In this case, no light will be transmitted through the second
polarizer, much like if you orient the lenses of two pair of
polarized sunglasses perpendicular to each other, no light
will get through.
In the case of the CMB, anisotropy is used to describe its uneven temperature distribution. By carefully mapping the CMB, the scientists working with SPT are able to find clusters of galaxies and determine their sizes. The hope is to use this to confirm the existence of Dark Energy, one of the main components of the universe (matter makes up only about 4% of the universe). DE pushes things that are far apart, even further apart, the opposite of gravity, which pulls things togeather. If it exists, it will have an effect on how galaxy clusters, the biggest things in the universe, grow over time. By tracking how many large-massed clusters have developed during different periods in the history of the universe, they can probe the opposing forces of gravity and DE.
The CMB. The different colors represent different temperatures.

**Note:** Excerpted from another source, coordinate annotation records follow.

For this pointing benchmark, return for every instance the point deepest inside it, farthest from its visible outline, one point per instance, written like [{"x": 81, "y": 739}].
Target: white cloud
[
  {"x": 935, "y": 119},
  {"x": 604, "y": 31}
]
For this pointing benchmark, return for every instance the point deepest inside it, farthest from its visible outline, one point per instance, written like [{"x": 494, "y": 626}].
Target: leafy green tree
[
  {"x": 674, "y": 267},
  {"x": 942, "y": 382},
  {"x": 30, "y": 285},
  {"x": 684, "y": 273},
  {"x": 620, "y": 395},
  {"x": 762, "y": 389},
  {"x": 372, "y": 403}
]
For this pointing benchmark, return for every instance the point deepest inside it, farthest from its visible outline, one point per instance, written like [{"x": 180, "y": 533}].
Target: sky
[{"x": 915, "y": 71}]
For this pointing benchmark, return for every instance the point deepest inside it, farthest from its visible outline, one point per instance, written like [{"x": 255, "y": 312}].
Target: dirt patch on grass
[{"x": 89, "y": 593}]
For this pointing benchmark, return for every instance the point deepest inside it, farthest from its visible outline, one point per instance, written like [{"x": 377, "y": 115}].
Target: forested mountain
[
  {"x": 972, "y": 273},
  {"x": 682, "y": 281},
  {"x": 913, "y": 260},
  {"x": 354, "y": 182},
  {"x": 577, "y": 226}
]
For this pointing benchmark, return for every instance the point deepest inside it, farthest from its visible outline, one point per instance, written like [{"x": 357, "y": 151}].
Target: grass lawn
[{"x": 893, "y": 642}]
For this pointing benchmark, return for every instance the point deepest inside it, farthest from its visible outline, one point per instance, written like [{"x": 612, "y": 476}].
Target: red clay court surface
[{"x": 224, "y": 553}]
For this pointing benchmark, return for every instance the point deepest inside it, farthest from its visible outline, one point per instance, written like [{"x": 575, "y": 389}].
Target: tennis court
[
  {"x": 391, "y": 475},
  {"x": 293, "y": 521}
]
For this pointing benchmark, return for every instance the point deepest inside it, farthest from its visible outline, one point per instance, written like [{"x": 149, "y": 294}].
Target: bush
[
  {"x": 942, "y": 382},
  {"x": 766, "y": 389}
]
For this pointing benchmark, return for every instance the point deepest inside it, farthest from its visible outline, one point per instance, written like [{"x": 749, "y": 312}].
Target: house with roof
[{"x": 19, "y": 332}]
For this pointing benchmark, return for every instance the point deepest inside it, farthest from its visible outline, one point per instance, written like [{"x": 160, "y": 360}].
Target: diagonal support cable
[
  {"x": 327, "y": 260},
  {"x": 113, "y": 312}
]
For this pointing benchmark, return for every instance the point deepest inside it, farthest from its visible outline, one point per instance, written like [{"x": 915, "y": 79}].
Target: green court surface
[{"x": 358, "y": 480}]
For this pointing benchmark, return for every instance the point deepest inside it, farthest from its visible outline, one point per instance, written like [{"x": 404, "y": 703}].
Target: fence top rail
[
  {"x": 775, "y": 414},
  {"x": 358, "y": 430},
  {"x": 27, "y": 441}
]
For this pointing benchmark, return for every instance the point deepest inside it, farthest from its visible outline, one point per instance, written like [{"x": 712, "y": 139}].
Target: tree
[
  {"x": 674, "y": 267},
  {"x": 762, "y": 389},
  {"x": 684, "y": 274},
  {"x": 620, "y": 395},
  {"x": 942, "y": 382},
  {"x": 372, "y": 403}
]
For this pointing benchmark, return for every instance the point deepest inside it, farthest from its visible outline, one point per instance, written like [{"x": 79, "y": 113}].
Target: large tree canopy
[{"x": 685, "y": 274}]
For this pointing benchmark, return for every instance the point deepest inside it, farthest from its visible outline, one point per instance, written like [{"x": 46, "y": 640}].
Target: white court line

The coldest areas are dark blue, while the warmest are red. The circle
highlights a particularly large and cold region that was studied at the
UofM

BICEP2 is also a millimeter/sub-millimeter telescope studying the CMB. It this case, however, BICEP2 is looking at the CMB in order to explore the conditions in the universe in the earliest times after the Big Bag. The CMB is the result of photons produced when the universe cooled enough to allow electrons to combine to form hydrogen (~380,000 years after the Big Bang), making the CMB the oldest light in the universe, and thus, a very powerful tool for probing the universe at these early times. One of the theories of what happened immediately after the Big Bang, is that the universe underwent a period of rapid expansion called Inflation. If this did in fact occur, it would produce something called the Cosmic Gravitational-Wave Background, which in turn would have left a faint signature in the polarization of the CMB. It is this signature that BICEP2 (512 detectors), and its predecessor BICEP1(98 detectors), are searching for.

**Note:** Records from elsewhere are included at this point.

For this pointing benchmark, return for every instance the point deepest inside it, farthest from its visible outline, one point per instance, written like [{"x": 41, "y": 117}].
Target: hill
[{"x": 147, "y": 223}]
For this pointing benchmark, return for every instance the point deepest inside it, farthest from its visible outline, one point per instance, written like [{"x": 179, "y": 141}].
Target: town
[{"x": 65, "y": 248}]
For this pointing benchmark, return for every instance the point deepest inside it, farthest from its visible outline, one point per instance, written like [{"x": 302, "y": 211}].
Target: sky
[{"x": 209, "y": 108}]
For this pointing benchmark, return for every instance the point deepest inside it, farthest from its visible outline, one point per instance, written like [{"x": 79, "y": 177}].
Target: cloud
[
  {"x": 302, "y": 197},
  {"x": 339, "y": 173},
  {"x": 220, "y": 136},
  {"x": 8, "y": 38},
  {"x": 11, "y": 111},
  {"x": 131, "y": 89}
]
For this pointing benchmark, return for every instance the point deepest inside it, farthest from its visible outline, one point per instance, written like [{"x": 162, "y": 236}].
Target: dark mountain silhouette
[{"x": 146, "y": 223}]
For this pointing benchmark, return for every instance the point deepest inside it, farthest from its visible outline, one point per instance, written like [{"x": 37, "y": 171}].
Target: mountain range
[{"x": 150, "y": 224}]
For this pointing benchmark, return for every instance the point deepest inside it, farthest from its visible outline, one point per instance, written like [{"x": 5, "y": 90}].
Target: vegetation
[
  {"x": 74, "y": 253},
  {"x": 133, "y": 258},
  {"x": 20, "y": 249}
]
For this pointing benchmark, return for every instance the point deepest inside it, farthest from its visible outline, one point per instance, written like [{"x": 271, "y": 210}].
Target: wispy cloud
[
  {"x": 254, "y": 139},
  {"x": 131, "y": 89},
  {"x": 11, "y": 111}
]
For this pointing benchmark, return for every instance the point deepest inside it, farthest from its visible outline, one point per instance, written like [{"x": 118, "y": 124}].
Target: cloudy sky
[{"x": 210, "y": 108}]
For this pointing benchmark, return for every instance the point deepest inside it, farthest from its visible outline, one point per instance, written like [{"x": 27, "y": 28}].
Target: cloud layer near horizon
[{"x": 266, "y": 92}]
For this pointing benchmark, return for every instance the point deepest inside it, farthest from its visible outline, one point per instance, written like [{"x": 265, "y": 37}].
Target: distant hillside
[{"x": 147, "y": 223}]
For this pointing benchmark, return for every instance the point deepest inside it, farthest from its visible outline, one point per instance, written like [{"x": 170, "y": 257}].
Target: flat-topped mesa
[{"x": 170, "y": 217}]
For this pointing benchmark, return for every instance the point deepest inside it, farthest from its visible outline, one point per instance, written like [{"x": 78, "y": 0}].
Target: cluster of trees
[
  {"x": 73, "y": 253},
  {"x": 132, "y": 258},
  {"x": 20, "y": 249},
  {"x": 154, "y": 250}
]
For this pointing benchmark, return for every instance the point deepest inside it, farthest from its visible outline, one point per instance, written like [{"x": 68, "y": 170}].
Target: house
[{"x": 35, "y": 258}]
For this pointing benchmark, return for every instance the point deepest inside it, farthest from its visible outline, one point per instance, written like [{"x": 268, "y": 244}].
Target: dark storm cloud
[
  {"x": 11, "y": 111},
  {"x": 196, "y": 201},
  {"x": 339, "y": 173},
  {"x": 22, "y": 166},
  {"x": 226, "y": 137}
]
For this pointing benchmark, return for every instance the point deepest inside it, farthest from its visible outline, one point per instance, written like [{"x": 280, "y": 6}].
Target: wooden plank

The optics and detector of BICEP.  The 4-tile focal plane unit is where
the detectors are located. The 512 detectors of BICEP2 are divided
amongthree of these BICEP2/Keck inserts.

My role in all this is delivering the helium that keeps the optics and detectors on BICEP2 cool. The optics are kept at a temperature of 4K, four degrees above absolute zero. The detectors are kept evern cooler, at 250mK. This reduces the amount of electron noise in the detectors, allowing them to more sensitively and accurately detect that signature they are looking for.

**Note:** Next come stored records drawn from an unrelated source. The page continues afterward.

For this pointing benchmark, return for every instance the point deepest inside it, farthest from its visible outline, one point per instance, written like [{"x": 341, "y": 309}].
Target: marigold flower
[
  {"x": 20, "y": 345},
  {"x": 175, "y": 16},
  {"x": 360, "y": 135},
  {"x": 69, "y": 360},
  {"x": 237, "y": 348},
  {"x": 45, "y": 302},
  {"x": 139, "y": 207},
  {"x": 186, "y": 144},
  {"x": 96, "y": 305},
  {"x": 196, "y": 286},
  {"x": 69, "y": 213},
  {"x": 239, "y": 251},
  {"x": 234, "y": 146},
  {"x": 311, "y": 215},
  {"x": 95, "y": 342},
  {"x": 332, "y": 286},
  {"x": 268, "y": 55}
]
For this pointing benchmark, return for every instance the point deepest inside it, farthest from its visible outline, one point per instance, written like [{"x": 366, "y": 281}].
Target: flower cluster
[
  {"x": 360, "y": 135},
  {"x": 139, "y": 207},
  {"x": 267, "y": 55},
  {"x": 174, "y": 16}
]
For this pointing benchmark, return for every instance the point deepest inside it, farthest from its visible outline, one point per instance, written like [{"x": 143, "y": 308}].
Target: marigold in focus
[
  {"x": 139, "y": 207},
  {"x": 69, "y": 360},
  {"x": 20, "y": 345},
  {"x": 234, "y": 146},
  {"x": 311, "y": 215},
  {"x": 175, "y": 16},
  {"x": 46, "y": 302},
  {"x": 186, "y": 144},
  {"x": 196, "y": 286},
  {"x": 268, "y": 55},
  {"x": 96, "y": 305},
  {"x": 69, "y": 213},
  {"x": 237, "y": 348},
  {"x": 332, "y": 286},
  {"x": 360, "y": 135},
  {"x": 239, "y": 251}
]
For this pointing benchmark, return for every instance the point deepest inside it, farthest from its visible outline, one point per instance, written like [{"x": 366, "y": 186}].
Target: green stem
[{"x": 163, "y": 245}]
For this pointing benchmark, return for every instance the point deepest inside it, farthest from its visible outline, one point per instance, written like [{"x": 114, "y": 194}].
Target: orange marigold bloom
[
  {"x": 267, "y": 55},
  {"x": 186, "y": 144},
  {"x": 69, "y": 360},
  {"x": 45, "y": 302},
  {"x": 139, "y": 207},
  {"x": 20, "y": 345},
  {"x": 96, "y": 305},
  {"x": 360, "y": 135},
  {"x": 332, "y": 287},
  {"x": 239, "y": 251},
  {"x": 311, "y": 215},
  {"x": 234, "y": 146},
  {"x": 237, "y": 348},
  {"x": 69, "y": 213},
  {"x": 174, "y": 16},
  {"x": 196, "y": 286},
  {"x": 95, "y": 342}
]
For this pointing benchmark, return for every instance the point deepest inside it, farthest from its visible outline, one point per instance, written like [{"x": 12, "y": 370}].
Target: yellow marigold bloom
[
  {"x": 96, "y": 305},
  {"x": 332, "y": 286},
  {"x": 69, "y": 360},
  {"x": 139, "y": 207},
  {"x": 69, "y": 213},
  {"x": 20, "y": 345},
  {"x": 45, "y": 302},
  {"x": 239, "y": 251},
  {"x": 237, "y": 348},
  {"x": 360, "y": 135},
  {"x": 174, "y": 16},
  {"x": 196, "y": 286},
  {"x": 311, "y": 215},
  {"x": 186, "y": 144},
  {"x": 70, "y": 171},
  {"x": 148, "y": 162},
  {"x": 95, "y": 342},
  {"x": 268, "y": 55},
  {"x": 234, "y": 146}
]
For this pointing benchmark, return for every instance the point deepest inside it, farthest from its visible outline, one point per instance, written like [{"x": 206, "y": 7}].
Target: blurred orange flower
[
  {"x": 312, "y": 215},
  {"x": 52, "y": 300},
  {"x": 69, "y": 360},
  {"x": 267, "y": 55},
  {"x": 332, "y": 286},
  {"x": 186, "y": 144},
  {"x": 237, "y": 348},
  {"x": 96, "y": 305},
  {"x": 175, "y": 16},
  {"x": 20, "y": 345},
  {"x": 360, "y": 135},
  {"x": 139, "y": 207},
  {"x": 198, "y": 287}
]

In the case of both BICEP2 and SPT, they were built at the South Pole for a very specific reason. It is extremely dry here. Water vapor in the atmosphere absorbs millimeter and sub-millimeter wave lengths, making it difficult to observe the CMB in most places. The combination of altitude (almost 11,000 ft) and cold temperatures make for a very dry atmosphere. As an added bonus, night lasts for months here. The lack of daily sunrises/sunsets make for an extremely stable atmosphere, and allow for extended observations that would otherwise be interrupted by the sun.